Menuju Indonesia Bebas Penduduk Miskin Ekstrem pada 2024
Pelatihan teknik mengolah bahan makanan kepada peserta saat pelatihan memasak di Denpasar, Bali.. Pelatihan memasak berbagai jenis produk kuliner siap jual itu dilakukan guna memberikan keterampilan berwirausaha kepada para peserta yang mayoritas ibu rum--
Kementerian Koordinator Bidang Pembangunan Manusia dan Kebudayaan (Kemenko PMK) membawa kabar baik terkait pemberantasan kemiskinan ekstrem. Tingkat kemiskinan ekstrem dinyatakan mengalami penurunan. Jika kondisi nasional berlangsung stabil maka target yang telah ditetapkan akan terwujud pada akhir 2023.

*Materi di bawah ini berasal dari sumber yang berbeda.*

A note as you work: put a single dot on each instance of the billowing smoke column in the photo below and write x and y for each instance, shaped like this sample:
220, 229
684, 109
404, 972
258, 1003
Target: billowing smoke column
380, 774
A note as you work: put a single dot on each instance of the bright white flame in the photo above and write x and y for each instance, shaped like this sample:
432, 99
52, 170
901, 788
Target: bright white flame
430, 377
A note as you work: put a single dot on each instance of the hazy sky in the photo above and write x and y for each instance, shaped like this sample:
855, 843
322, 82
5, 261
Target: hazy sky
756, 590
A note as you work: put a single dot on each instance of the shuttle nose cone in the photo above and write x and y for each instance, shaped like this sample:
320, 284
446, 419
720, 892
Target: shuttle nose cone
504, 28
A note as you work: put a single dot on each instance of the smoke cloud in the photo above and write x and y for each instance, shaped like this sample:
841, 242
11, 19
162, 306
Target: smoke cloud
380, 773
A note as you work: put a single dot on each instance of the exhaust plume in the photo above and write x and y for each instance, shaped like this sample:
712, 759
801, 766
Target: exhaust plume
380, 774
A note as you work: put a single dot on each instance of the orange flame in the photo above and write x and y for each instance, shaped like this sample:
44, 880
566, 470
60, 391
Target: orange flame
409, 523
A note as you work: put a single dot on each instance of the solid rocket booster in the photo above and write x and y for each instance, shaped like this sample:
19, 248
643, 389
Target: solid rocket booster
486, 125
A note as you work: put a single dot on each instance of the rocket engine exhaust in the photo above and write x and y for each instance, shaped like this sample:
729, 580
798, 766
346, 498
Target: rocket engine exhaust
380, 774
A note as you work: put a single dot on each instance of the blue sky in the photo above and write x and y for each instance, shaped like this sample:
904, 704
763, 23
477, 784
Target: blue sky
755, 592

“Insyaallah sudah on the track. Posisi hingga September 2022 berada di 1,12% atau turun 0,62% dari 2021. Kalau capaian tahun ini sama dengan capaian 2022, mestinya di akhir tahun ini kemiskinan ekstrem berada di kisaran 0,5%,” ujar Muhadjir Effendy, Menteri Koordinator Bidang Pembangunan Manusia dan Kebudayaan kepada pers. Artinya, menurut Menko Muhadjir, target angka kemiskinan ekstrem menjadi 0% pada 2024 dapat tercapai. “Paling tidak, mendekati nol-lah,” katanya lagi.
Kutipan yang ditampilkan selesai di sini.